We are currently looking for people from Keynsham and the surrounding area to become Inpendent Custody Visitors. To apply for this volunteering role, email: email@example.com
It is important that Independent Custody Visitors remain impartial. They must not take sides, but look, listen and report on what they observe in the custody unit.
New custody visitors have a thorough induction programme to support them in their new role. Initial training (a Saturday session) covers the background, theory, relevant procedures and talks through the visit step by step.
Diversity training (one evening session) is also provided helps us look at the issues people in custody may have, such as those relating to disability, mental health or those who need help to communicate. We also explore different religions and cultures. As well as these sessions, new volunteers gain practical experience through induction and shadowing visits in the custody unit with an experienced visitor to support them in their new role.
Additional training workshops will be available throughout the year on subjects such as terrorism and extremism, viewing custody records and how the ICV role relates to the work of the Independent Police Complaints Commission (IPCC) and HMIC/P Inspections. An annual conference is also held, with themed guest speakers and a number of activities and attending by the PCC and the Chief Constable.

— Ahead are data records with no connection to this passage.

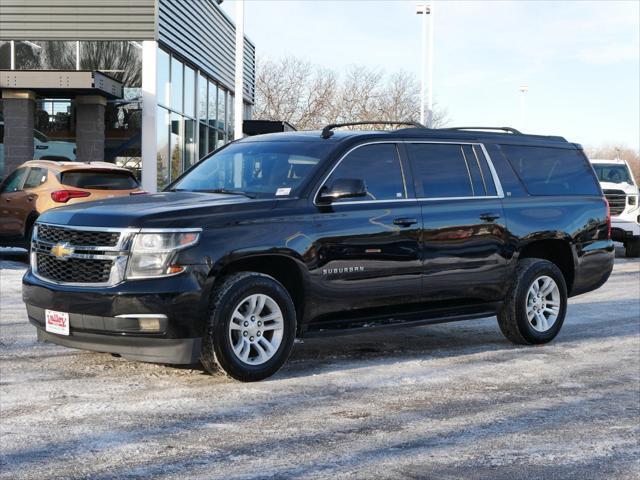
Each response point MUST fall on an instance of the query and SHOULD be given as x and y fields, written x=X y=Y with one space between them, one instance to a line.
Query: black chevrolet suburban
x=290 y=235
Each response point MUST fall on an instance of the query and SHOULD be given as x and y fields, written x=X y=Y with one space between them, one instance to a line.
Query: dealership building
x=148 y=84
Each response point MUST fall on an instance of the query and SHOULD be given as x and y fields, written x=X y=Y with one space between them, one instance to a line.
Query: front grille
x=73 y=270
x=617 y=201
x=78 y=238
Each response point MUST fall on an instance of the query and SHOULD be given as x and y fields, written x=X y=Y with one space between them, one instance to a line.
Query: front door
x=464 y=236
x=14 y=205
x=367 y=248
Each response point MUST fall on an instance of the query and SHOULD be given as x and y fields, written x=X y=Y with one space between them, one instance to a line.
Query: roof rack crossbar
x=327 y=131
x=500 y=129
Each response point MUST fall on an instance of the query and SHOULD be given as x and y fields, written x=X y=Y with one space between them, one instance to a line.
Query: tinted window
x=552 y=171
x=99 y=180
x=379 y=166
x=612 y=173
x=13 y=183
x=477 y=182
x=264 y=169
x=440 y=170
x=35 y=178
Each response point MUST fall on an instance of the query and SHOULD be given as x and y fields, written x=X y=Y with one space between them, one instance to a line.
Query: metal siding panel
x=77 y=20
x=201 y=33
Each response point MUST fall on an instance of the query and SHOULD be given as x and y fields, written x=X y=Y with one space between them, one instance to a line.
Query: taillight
x=63 y=196
x=608 y=219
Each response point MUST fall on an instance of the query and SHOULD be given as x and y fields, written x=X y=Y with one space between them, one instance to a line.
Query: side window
x=13 y=183
x=440 y=170
x=552 y=171
x=379 y=166
x=35 y=178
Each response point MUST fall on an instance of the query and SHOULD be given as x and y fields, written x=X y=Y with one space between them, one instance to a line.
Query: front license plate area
x=56 y=322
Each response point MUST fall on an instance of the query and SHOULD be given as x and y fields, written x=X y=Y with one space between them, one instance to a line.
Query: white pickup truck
x=621 y=191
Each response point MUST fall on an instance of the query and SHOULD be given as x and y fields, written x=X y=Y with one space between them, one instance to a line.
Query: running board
x=413 y=319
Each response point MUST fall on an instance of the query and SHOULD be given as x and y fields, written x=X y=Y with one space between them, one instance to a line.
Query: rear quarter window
x=552 y=171
x=99 y=180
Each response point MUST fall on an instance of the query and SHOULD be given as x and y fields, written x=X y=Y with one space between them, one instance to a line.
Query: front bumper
x=98 y=316
x=155 y=350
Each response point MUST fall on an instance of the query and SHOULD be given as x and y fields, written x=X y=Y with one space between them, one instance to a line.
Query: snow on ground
x=447 y=401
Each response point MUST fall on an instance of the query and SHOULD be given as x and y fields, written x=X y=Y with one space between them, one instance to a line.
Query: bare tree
x=609 y=152
x=309 y=96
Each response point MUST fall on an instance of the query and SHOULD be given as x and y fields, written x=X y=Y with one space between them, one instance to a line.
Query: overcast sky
x=581 y=60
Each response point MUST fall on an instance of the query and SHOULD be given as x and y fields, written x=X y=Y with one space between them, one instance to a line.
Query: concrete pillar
x=90 y=128
x=19 y=108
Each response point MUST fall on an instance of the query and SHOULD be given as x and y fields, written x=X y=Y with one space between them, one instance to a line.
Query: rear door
x=367 y=248
x=464 y=237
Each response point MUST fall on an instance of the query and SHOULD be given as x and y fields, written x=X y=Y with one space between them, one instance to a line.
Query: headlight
x=152 y=252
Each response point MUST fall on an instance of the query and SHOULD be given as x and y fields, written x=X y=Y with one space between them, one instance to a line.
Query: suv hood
x=159 y=210
x=625 y=187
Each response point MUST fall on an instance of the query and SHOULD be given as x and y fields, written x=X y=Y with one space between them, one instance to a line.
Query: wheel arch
x=286 y=269
x=556 y=251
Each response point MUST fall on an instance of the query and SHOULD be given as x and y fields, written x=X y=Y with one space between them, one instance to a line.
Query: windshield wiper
x=227 y=191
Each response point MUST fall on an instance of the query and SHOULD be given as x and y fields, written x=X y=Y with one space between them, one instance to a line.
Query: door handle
x=489 y=217
x=405 y=222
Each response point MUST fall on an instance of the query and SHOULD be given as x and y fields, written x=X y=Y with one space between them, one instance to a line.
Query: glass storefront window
x=162 y=142
x=163 y=77
x=118 y=59
x=176 y=145
x=49 y=55
x=176 y=84
x=230 y=118
x=202 y=98
x=5 y=55
x=222 y=99
x=189 y=91
x=213 y=139
x=189 y=142
x=203 y=137
x=213 y=103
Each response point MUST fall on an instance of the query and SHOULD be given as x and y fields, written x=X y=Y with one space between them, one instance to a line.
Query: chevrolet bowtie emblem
x=61 y=250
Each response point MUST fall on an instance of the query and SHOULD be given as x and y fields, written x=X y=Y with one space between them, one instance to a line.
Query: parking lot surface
x=447 y=401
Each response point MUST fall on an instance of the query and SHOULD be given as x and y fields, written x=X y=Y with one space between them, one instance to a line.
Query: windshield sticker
x=283 y=191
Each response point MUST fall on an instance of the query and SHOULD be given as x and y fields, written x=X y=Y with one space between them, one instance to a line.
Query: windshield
x=612 y=173
x=257 y=169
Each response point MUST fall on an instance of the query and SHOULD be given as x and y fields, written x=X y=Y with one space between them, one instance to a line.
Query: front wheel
x=632 y=248
x=251 y=327
x=535 y=307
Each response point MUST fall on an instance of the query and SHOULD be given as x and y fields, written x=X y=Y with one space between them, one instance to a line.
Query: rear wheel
x=535 y=307
x=251 y=327
x=632 y=248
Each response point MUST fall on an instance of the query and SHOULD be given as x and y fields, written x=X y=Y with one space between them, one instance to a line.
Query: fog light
x=149 y=324
x=143 y=322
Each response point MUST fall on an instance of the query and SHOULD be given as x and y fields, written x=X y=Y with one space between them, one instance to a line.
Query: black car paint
x=352 y=260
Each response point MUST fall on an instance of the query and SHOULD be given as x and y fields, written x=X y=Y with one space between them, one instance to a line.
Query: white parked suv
x=622 y=193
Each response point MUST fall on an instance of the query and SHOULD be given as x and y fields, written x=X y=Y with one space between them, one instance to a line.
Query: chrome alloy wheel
x=543 y=303
x=256 y=329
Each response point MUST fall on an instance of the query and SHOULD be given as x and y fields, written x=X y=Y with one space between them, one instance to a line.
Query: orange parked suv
x=38 y=185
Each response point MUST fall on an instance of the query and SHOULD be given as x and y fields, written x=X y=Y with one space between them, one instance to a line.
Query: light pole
x=238 y=105
x=523 y=92
x=426 y=96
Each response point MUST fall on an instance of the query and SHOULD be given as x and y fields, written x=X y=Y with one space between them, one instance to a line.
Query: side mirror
x=342 y=188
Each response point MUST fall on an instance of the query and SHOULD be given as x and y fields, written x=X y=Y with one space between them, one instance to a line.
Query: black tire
x=512 y=317
x=217 y=351
x=632 y=248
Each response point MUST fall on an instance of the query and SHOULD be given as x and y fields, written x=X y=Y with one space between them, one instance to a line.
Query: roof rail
x=500 y=129
x=327 y=131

At the police station, custody visitors turn up unannounced and are granted immediate access into custody. They show their I.D cards and are escorted around the custody unit. The detainees are only identified by their custody numbers and strict rules of confidentiality apply. Custody visitors must be admitted to the custody area immediately; delay is only permitted when immediate access may present a risk to visitors or staff.
Custody visitors visit the cells of those detainees who agree to see them (and if the staff consider it safe to do so). Custody visitors seek to affirm that detainees have been offered their rights and entitlements are adhered to while they are in custody. They also observe the detainee and their surroundings. All parts of the custody area are open to custody visitors, such as food preparation areas, stores and medical rooms. However, it is not part of their role to attend police interviews with detainees.
The custody officer or a member of custody staff must accompany custody visitors during visits and be alert to specific health or safety risk custody visitors might face and must advise them appropriately.
At the end of the visit a short report is completed, recording issues raised by detainees, the response or resolution agreed and any other feedback or observations. Copies of this report are sent to the Inspector in charge of the custody unit, the panel coordinator and Office of the Police and Crime Commissioner.